Copyright Editions du Chêne

L’historien Jean-Luc Mayaud soulève les paradoxes de nos constructions mentales du présent. Celles où l’agriculture tient le rôle d’objet fantasmatique de nos inquiétudes. Celles pour qui le « paysan réinventé » tient celui d’un idéal d’apaisement ... cette sorte de construction étant censée incarner un entendement collectif, un ciment retrouvé ou encore une aspiration exemplaire d’une société en « mal » de repères nourrie par des représentations du passé. Dans ce phénomène, l’historien, c’est son rôle, voit surtout ressurgir les arguments d’une époque funeste qu’il qualifie d’année zéro : 1940. En clair, Pétain. Lire Mayaud, c’est accepter de regarder l’agriculteur et son histoire en face au lieu même où nous nous laissons trop souvent et benoîtement bercés par nos arrangements avec les histoires que nous nous racontons. De ce point de vue, « Gens de l’Agriculture » est un ouvrage salutaire. Il rend un fier service aux agriculteurs en leur redonnant une dignité et, à la réalité de leur histoire, une autorité collective. Il rend aussi un fier service au lecteur, celui d’une remise en question de ses propres imaginaires et arguments. Et celui d’un apaisement, le seul qui vaille, celui qui surgit à la lecture du réel.

De la représentation à la vérité historique Comment, lorsqu’on est historien ruraliste, tenir le rôle d’analyste distancié dans la lecture des mutations accélérées du dernier demi-siècle ? A cette question que se pose Jean-Luc Mayaud dans son livre « Gens de l’Agriculture » on a envie de lui répondre illico : mais en y portant précisément son regard et son travail de chercheur en histoire ! Car pour ceux qui observent les débats en cours concernant l’agriculture, et nous en sommes à la Mission Agrobiosciences, le fait qu’un historien de ce calibre ait décidé de faire le point sur 50 ans de « basculements » du monde rural est déjà un acte salvateur à l’heure où la tradition agricole n’a de cesse d’être convoquée dans la publicité et les actualités, au point que l’on confondrait ces représentations avec l’histoire ! Le livre de Jean-Luc Mayaud tombe à pic pour remettre à leur place certaines vagues certitudes constamment évoquées. Mieux, ce spécialiste de l’histoire contemporaine

n’a pas choisi de le faire dans un ouvrage « universitaire » ou, en tout cas, réservé aux initiés mais dans un beau livre grand public. De ceux que l’on feuillette d’abord en cherchant distraitement une idée de cadeau pour les fêtes, la photo de couverture évoquant la période « emblématique » des foins se distingue bien sur les rayonnages urbains. Il n’empêche, et même si les images sont belles, c’est surtout le texte qui nous retient.

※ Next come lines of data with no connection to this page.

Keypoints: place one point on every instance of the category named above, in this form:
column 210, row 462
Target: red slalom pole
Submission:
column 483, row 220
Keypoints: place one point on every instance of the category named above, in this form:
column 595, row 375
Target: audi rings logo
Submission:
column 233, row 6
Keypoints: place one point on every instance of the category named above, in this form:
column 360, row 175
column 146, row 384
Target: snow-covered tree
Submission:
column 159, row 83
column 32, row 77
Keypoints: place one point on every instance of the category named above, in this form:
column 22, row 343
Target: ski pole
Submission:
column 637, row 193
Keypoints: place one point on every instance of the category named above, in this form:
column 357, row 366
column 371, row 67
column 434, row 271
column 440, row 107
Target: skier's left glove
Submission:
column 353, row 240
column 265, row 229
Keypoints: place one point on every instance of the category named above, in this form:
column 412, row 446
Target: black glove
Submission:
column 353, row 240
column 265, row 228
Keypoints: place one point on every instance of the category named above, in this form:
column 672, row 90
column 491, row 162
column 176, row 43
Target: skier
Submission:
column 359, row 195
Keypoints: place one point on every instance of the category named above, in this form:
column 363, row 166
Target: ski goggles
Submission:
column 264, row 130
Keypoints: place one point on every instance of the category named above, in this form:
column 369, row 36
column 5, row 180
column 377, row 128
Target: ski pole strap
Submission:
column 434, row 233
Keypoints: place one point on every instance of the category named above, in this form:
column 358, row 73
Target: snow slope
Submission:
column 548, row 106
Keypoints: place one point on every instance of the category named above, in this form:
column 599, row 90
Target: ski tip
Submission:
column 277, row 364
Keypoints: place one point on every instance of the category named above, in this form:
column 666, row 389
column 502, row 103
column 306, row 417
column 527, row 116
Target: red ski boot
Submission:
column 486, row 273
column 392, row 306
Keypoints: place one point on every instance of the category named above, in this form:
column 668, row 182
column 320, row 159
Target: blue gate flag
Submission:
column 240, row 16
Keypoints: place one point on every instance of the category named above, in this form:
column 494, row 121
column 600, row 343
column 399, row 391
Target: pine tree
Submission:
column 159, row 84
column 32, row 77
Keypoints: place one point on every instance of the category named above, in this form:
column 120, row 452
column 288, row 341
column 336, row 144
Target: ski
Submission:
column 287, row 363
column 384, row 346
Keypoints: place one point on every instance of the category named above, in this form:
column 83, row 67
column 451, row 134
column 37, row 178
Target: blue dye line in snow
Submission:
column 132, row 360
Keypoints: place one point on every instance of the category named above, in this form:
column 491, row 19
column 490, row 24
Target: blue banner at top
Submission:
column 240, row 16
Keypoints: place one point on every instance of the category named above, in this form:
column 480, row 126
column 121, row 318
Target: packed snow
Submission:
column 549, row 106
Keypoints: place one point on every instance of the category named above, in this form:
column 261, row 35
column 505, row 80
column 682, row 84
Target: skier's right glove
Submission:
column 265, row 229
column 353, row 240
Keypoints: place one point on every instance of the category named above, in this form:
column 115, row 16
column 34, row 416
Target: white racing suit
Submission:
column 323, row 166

L’honnêteté de l’historien
Alors que ce sont les « sociologues » qui se sont principalement emparés de la chronique des bouleversements agricoles, et ce depuis « La fin des paysans » de Henri Mandras, Jean-Luc Mayaud parle d’entrée de jeu d’une sorte de « réinvention actuelle du paysan ». Phénomène qu’il avait déjà évoqué à l’Université d’été de Marciac en 2004. « Que se passe-t-il aujourd’hui ? En reconvoquant le pays et le paysage, nous réinventons le paysan. Et revenir à ce terme, c’est revenir avant 1950. Nous en appelons à l’Histoire et au bon vieux temps pour dire que le cultivateur productiviste, qui a certes nourri et enrichi le pays, est désormais moins "noble" que le paysan. Une paysannerie qui, selon moi, a de grandes chances d’être mythique. Bien entendu, toute société fonctionne sur des mythes. Toute association rurale, toute Université d’Été ou d’Hiver fonctionne sur des mythes fondateurs : ce qui importe pour que la communauté vive n’est pas la réalité de ce qu’elle a vécu mais ce en quoi elle est capable de croire, ce qu’elle est capable de digérer et ce dont elle a besoin pour avancer. Mais, je tiens à m’affirmer historien. Et comme historien, je ne prétends pas à la vérité mais à l’honnêteté, dans la mesure où mes propos sur l’histoire rurale sont prononcés en 2004, en fonction de questions qui nous sont posées aujourd’hui sur une réalité d’hier » (Lire l’intervention complète de Jean-Luc Mayaud à l’Université d’été de l’innovation rurale de Marciac « Revenir au paysan, c’est retourner avant 1950-)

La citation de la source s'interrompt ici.